Try Regex

Type some JavaScript here:

Getting started with regex

This interactive tutorial serves as an introduction to regular expressions, specifically regular expressions in JavaScript. This will still teach you to write regular expressions that work in other languages, but you should be aware that there are differences.

The console to the left is just a JavaScript console. Tell us your name using setName('Your name') (substituting your name in) to get started with the tutorial.

There are a number of useful commands: run help() to view them.

What are regular expressions?

A regular expression (also known as a regex or a regexp) is a string for describing a search pattern—similar to asterisks for wildcard file name matching, but more powerful (and thus more complicated).
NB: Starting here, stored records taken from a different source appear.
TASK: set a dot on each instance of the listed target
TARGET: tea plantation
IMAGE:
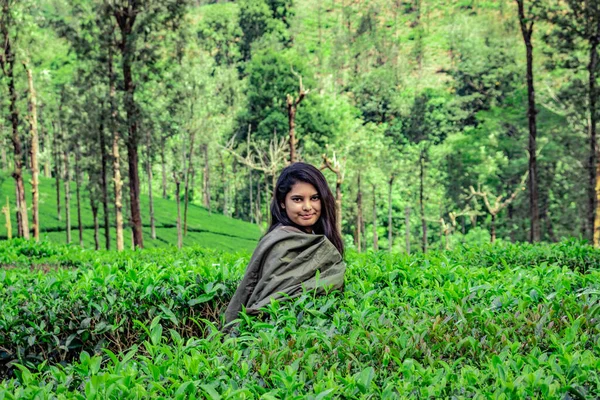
(503, 322)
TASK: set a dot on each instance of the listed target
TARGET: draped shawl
(286, 261)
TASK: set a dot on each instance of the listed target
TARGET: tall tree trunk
(8, 63)
(390, 225)
(338, 201)
(18, 212)
(94, 206)
(527, 31)
(57, 171)
(3, 149)
(225, 187)
(186, 194)
(407, 228)
(78, 193)
(359, 216)
(292, 107)
(178, 199)
(104, 185)
(206, 188)
(7, 224)
(67, 182)
(594, 166)
(252, 219)
(375, 238)
(163, 165)
(422, 201)
(258, 201)
(493, 228)
(150, 179)
(118, 182)
(132, 125)
(33, 124)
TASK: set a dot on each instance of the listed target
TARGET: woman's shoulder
(287, 234)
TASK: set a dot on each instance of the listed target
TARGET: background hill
(204, 229)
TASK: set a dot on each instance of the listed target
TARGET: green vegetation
(504, 321)
(212, 230)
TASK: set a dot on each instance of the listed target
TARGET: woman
(301, 241)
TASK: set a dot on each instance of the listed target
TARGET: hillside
(204, 228)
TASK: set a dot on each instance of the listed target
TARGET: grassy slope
(204, 228)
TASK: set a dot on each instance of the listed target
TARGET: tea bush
(485, 322)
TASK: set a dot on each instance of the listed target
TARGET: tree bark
(375, 238)
(594, 169)
(407, 228)
(104, 185)
(206, 186)
(177, 196)
(7, 60)
(67, 183)
(33, 124)
(252, 219)
(186, 194)
(527, 31)
(78, 193)
(126, 22)
(3, 150)
(258, 201)
(18, 212)
(150, 179)
(118, 183)
(225, 187)
(292, 107)
(422, 201)
(359, 216)
(8, 225)
(163, 167)
(57, 171)
(94, 206)
(390, 225)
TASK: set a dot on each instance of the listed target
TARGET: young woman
(302, 248)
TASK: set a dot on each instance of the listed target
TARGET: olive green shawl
(286, 261)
We'll start with a very basic example so that you can get the hang of the syntax and regular expressions in JavaScript.

The bio variable contains a string which may or may not contain your name. To see if it does, type bio.match(/{{ firstEscaped }}/);

It does!

There are a couple things that you can get from the previous example. The first is the syntax used to define regular expressions: you simply surround your expression in forward slashes:

/your expression/

If you type that into the console, you'll see that the regular expressions is returned.

The second is that you can use the .match() method to test an expression on a string. There are a couple other methods you can call: you can use the .exec() method directly on the regex to execute a string on a regex. Type /{{ firstEscaped }}/.exec(bio).

Simple testing

The .exec() method does the same thing as the .match() function, but is called on the expression instead of the string—this can be pretty useful.
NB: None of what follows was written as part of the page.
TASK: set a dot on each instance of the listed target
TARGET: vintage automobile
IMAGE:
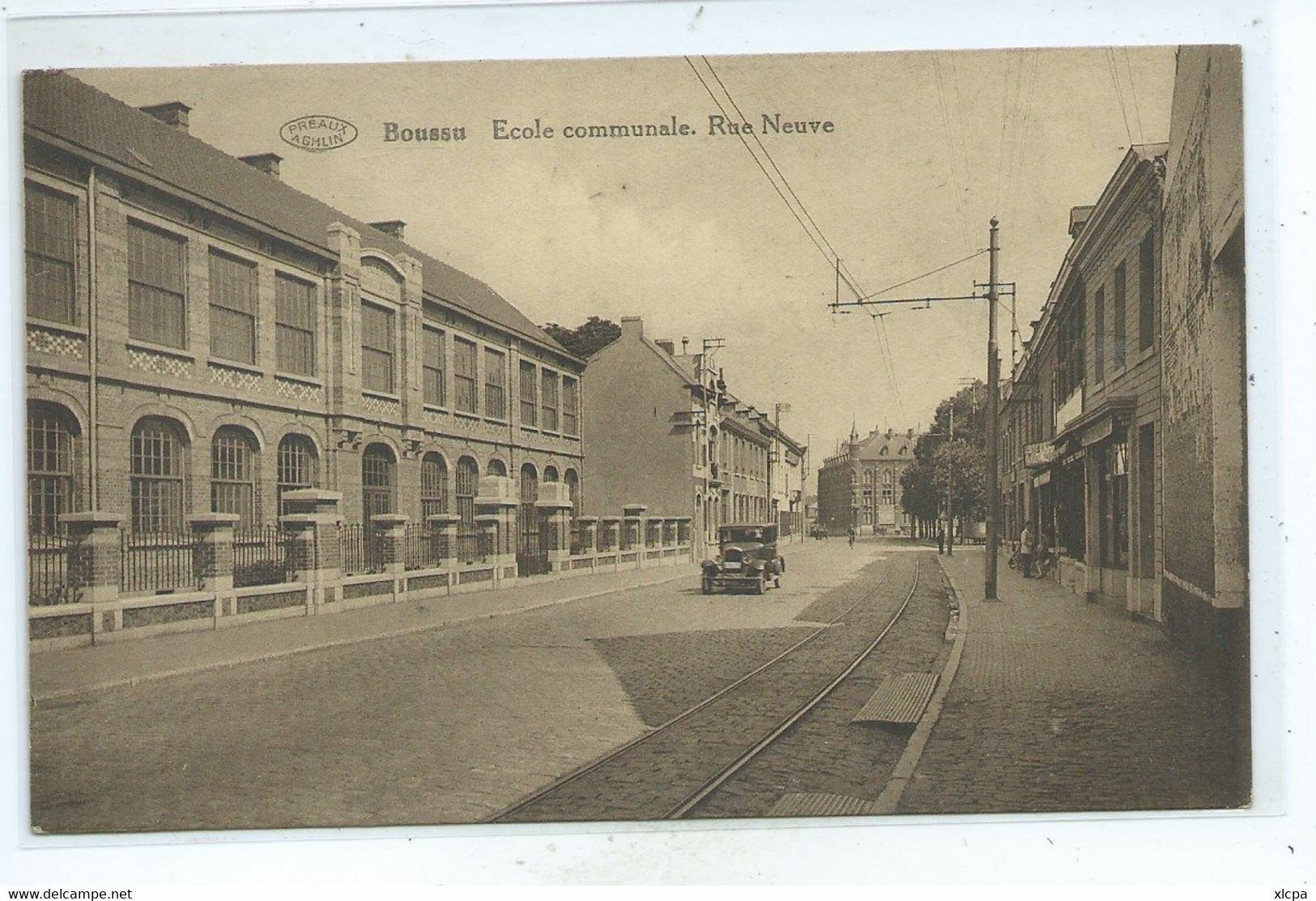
(747, 559)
Another method you can use—and probably the simplest of them all—is the .test() method. It is similar to .exec(), but returns a boolean value. Try it out!

Helpful hint: you can use the up arrow on your keyboard to go back to a previous expression.

String replacements

The final method we'll be using is the .replace() method of a string to replace a bit of a string with another string. Type the following to hide your name from the bio var:

bio.replace(/{{ firstEscaped }}/, '[redacted]')

Special characters

None of the expressions we have used so far have been especially interesting, and haven't contained any special characters. The following characters need escaping in regular expressions:

$()*+.?[^|]

To escape them, use a backslash, eg /what\?/.
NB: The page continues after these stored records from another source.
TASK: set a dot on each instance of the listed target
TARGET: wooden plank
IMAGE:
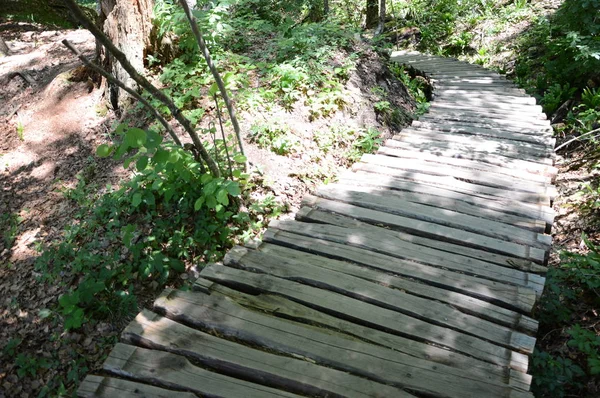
(470, 94)
(433, 230)
(536, 147)
(475, 86)
(435, 194)
(401, 166)
(503, 286)
(223, 316)
(491, 145)
(472, 144)
(494, 150)
(465, 101)
(451, 183)
(396, 199)
(518, 114)
(384, 274)
(463, 163)
(522, 117)
(483, 259)
(175, 371)
(517, 133)
(487, 81)
(437, 149)
(358, 311)
(109, 387)
(415, 308)
(286, 309)
(436, 215)
(242, 362)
Write an expression to see if the num variable contains the string "3.5".

The dot operator

It doesn't! num equalled 123456, and so didn't contain the string "3.5".

The dot character has a special meaning in regular expressions: it matches any single character except for new line characters (so /a.c/ would match "abc", "a c", "a$c", etc). Using /3.5/ without escaping the dot would match the string stored in the num, as the dot operator would match the 4.

Try it out.

Quantifiers

There are a number of "quantifiers" that you can use to say how many times something should be matched. The first one is the question mark, which makes the previous token in the expression (the previous character or group of characters) optional.

The expression /regexp?/ will match both "regex" and "regexp", as the question mark makes the p (but only the p) optional.

Write an expression that will match both "frontend" and "front-end", and give it as an argument to the answer() function (eg answer(/your expression/)).

The plus sign

The next quantifier we'll be looking at it the plus sign. It means "one or more of the previous token"; /Princes+/ will match "Princes", "Princess", "Princesssss", etc. It will not, however, match "Prince".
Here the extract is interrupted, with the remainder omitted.